3. Write gitlab-ci.yml as follow:

image: docker:19.03.1

services:
  - name: docker:19.03.1-dind
    alias: docker

stages:
- build

build:
  stage: build
  variables:
    IMAGE_TAG: repo.azurecr.io/some-repo
    DOCKER_HOST: tcp://172.17.0.1:2375
    DOCKER_TLS_CERTDIR: ''
  script:
    - docker login someacr.azurecr.io -u "$SERVICE_PRINCIPAL_USER" -p "$SERVICE_PRINCIPAL_PASSWORD"
    - if [[ "$CI_COMMIT_REF_NAME" == "develop" ]]; then docker build -t $IMAGE_TAG .; fi

4. Running the pipeline throws this error:

Login succeeded
if [[ "$CI_COMMIT_REF_NAME" == "develop" ]]; then docker build -t $IMAGE_TAG .; fi
Cannot connect to the Docker daemon at tcp://172.17.0.1:2375. Is the docker daemon running?
Cleaning up project directory and file based variables
00:02
ERROR: Job failed: exit code 1

This is what I have tried so far:

1. privileged: true in /etc/gitlab-runner/config.toml
2. dind:19 docker image in gitlab-ci.yml
3. adding volumes = ["/var/run/docker.sock /var/run/docker.sock" "/cache"] in /etc/gitlab-runner/config.toml
4. used DOCKER_TLS_CERTDIR: '' in gitlab-ci.yml as variable
5. populating DOCKER_HOST variable with DOCKER_HOST: tcp://172.17.0.1:2375
6. much more...

All these changes result in either of the 2 issues described in Gitlab Runner Troubleshooting here: https://docs.gitlab.com/ee/ci/docker/using_docker_build.html#troubleshooting

1. docker: Cannot connect to the Docker daemon at tcp://docker:2375. Is the docker daemon running?
2. Docker no such host error.

Answer 1

In order to have the least issues with docker:dind within a gitlab ci, four parameters have to be correctly set:

• The service should be set 'docker:20.10.16-dind' or later.
• DOCKER_TLS_CERTDIR variable should be set to "" otherwise it seems it tries to use TLS.
• DOCKER_HOST variable should be set "tcp://docker:2375"
• And FF_NETWORK_PER_BUILD should be set to true. It allows communication between the docker service and image used.

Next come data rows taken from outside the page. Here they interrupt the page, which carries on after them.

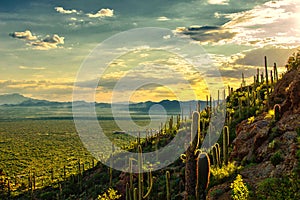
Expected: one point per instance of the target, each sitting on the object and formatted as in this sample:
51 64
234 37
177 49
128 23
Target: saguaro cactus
168 185
277 110
218 154
225 144
137 193
191 155
203 174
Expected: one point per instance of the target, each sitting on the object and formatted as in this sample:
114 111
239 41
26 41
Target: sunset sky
43 43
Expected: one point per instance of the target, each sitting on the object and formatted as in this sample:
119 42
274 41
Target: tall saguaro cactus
137 193
191 155
277 110
225 144
203 174
168 185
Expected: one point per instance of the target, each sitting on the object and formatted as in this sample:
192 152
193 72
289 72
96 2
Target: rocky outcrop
260 141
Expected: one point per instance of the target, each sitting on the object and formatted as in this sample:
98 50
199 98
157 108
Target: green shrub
276 158
286 188
239 189
110 194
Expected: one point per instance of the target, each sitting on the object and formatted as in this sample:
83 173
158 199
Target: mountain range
18 100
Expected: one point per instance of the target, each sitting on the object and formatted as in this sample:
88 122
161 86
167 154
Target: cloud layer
273 23
49 42
104 12
26 35
63 11
218 2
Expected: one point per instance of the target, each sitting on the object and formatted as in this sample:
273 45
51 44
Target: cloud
63 11
206 34
31 68
274 23
104 12
26 35
218 2
49 42
162 18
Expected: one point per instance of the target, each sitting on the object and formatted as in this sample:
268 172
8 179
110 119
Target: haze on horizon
44 43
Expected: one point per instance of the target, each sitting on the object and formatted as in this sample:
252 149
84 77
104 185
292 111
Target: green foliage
239 189
110 194
276 158
217 193
293 62
251 120
286 188
226 171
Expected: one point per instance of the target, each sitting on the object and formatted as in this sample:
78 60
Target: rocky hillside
268 148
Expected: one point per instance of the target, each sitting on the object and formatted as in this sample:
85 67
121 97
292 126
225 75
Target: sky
45 43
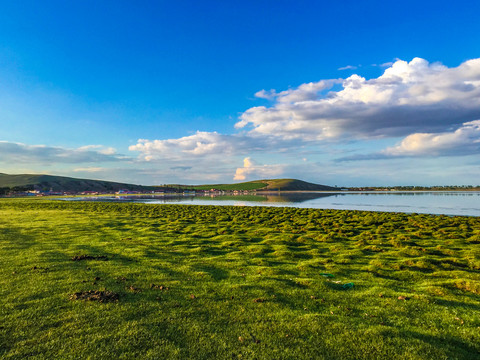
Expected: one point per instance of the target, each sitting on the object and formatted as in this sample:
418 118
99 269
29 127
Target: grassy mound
104 280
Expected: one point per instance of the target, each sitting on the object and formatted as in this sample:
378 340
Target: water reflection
449 203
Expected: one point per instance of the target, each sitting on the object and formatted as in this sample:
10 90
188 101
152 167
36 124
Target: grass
203 282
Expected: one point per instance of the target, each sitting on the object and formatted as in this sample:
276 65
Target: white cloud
464 140
211 144
252 169
348 67
91 169
409 97
99 148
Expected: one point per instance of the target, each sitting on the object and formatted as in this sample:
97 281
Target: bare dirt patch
89 257
95 295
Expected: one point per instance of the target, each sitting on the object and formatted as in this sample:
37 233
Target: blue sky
343 93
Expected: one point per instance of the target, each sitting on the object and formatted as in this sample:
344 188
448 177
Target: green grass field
206 282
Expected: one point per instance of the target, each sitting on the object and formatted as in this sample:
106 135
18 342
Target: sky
346 93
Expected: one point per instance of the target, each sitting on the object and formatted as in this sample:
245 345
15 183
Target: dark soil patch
89 257
158 287
95 295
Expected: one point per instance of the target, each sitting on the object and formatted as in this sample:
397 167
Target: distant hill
264 185
62 183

A sample partial .gitlab-ci.yml file would be:

variables: 
  DOCKER_DIND: "docker:20.10.16-dind"                                                          
  DOCKER_TLS_CERTDIR: ""
  DOCKER_HOST: "tcp://docker:2375"
  FF_NETWORK_PER_BUILD: "true"

job_name:
  image: julienlecomte/docker-make
  services:                                                                                   
    - $DOCKER_DIND                                                                            
  script:
    - docker login -u $CI_REGISTRY_USER -p $CI_REGISTRY_PASSWORD $CI_REGISTRY

Answer 2

Your DOCKER_HOST variable value is not correct.

Use DOCKER_HOST: "tcp://docker:2375"

adding volumes = ["/var/run/docker.sock /var/run/docker.sock" "/cache"] in /etc/gitlab-runner/config.toml

I would recommend removing the volume mount of /var/run/docker.sock from the runner configuration here. This is not necessary when leveraging the docker:dind service container method. Though, it technically won't cause issues.

privileged: true in /etc/gitlab-runner/config.toml
[...]
used DOCKER_TLS_CERTDIR: '' in gitlab-ci.yml as variable

These changes are good, keep these changes.